Wired reports that this South African cockroach studied by zoologist Mike Picker of the University of Cape Town is the only one of the more than 4,000 cockroach species to abandon scuttling almost entirely as its primary mode of movement.
In fact, Wired notes, that the "leaproach" as it's nicknamed can outperform grasshoppers by more than double in terms of length of leaping ability relative to body size:
To find out how the leaproach’s legs worked, the researchers set up a high-speed camera to document its every movement ([below]). Combined with microscope photographs, the videos reveal that the leaproach’s knees are crucial to its jump.At the knee is a wad of elastic protein called resilin. When the leaproach’s leg muscles contract, the resilin coils up like a flexed rubber band and stores the energy of flexing leg muscles.
When the moment to jump arrives, the leaproach extends its legs, activating the spring-loaded knees. A fraction of a second later, it zips through the air with an acceleration 23 times greater than that of Earth’s gravity.

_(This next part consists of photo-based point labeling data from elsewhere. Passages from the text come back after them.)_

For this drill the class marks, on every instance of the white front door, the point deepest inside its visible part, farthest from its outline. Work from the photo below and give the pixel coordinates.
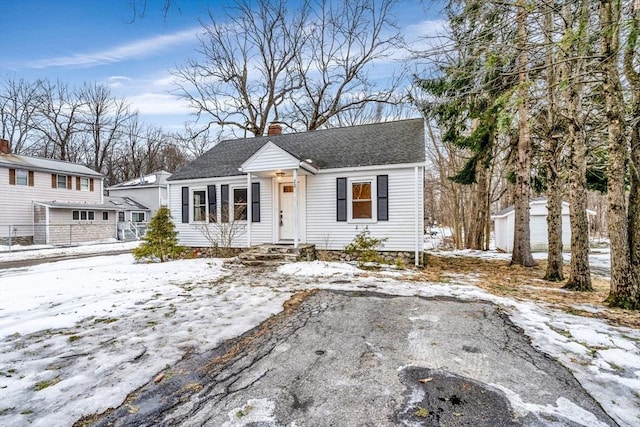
(286, 211)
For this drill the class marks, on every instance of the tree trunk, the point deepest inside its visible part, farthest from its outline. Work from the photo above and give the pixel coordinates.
(623, 289)
(555, 261)
(522, 233)
(631, 56)
(580, 276)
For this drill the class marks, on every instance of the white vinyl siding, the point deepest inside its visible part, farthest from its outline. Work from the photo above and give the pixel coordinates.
(404, 204)
(22, 177)
(317, 202)
(17, 200)
(270, 157)
(190, 235)
(84, 184)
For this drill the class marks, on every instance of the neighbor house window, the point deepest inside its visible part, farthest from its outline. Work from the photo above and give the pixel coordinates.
(60, 181)
(22, 177)
(240, 204)
(137, 216)
(83, 215)
(199, 198)
(361, 200)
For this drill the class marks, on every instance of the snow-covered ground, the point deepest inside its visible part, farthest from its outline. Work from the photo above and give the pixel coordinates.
(77, 336)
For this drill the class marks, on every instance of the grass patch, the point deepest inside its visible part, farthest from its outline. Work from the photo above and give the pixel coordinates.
(502, 279)
(421, 412)
(41, 385)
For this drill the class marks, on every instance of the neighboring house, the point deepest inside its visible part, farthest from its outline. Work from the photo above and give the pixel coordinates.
(132, 216)
(48, 201)
(320, 187)
(505, 219)
(149, 190)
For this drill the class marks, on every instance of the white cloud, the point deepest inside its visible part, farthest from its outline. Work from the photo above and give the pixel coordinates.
(158, 103)
(134, 50)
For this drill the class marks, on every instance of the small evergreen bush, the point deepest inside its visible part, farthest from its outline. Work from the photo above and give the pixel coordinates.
(365, 248)
(161, 241)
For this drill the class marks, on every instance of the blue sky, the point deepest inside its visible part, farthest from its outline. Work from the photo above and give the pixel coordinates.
(80, 41)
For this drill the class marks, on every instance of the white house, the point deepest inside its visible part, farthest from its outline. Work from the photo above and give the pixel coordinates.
(48, 201)
(504, 226)
(149, 190)
(320, 187)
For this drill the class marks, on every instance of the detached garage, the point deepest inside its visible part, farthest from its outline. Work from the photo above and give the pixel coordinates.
(505, 219)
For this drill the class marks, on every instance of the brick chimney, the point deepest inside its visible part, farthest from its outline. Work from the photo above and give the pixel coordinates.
(4, 146)
(275, 129)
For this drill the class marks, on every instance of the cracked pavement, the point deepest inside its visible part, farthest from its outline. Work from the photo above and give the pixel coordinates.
(358, 358)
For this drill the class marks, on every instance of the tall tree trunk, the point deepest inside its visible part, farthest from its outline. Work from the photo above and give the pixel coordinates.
(522, 233)
(631, 57)
(623, 289)
(555, 262)
(580, 276)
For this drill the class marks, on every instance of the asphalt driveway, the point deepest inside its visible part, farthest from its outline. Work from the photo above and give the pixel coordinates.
(336, 358)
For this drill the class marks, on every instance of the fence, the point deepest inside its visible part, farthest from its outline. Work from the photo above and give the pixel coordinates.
(13, 235)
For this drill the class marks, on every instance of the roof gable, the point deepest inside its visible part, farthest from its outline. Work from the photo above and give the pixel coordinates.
(269, 157)
(398, 142)
(19, 161)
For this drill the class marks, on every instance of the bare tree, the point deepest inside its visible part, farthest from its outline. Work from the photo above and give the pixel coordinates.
(247, 65)
(343, 38)
(59, 120)
(104, 118)
(18, 103)
(268, 62)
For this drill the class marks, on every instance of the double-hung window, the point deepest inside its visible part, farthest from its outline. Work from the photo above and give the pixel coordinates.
(83, 215)
(84, 184)
(240, 204)
(199, 198)
(361, 200)
(61, 181)
(137, 216)
(22, 177)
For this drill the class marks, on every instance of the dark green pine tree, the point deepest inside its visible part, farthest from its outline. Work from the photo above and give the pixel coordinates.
(161, 241)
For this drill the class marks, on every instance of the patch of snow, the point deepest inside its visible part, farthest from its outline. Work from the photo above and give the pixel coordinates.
(255, 411)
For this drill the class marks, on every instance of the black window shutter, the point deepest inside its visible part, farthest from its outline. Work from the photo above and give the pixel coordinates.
(185, 204)
(224, 203)
(383, 197)
(255, 202)
(211, 197)
(341, 199)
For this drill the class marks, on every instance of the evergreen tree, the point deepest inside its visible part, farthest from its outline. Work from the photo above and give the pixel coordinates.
(161, 241)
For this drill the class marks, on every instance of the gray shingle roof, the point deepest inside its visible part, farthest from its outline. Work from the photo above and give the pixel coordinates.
(19, 161)
(365, 145)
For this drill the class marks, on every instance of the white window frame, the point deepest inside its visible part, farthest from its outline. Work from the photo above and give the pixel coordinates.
(22, 174)
(83, 215)
(232, 203)
(192, 205)
(58, 176)
(374, 197)
(84, 184)
(144, 215)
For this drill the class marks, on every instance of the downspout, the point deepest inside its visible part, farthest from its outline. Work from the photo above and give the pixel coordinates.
(46, 227)
(249, 209)
(295, 208)
(417, 219)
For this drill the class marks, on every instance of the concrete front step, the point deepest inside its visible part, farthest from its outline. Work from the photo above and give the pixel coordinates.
(276, 254)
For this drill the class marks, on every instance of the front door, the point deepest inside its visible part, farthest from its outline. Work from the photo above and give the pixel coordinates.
(286, 211)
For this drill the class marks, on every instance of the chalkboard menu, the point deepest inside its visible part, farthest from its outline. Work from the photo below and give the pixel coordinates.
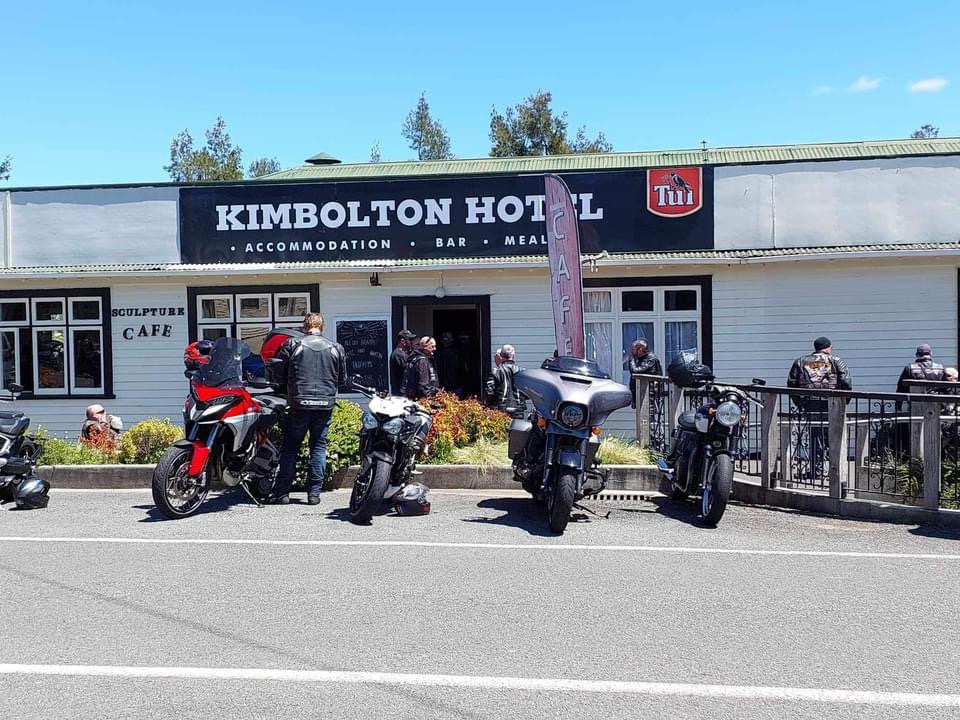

Check out this slo-mo footage of a leaproach jumping about a foot in length:
The researchers point out that unlike other jumping insects, the leaproach doesn't have wings to stabilize itself, but it is an accurate jumper none the less:
[...] the leaproach spreads out its appendages like a falling skydiver, presumably to influence where it lands. Specialized antenna sockets also give the critter a more aerodynamic shape, and Picker said a pair of “extreme” bulging eyes helps them pinpoint landing spots.“They’re extremely accurate, and they don’t just sit around,” he said. “They’re always moving, moving, moving, jumping, jumping, jumping.”
Wired reports that leaproach, scientifically named Saltoblattella montistabularis, was discovered in 2006 but only has been recognized as a new species since 2010.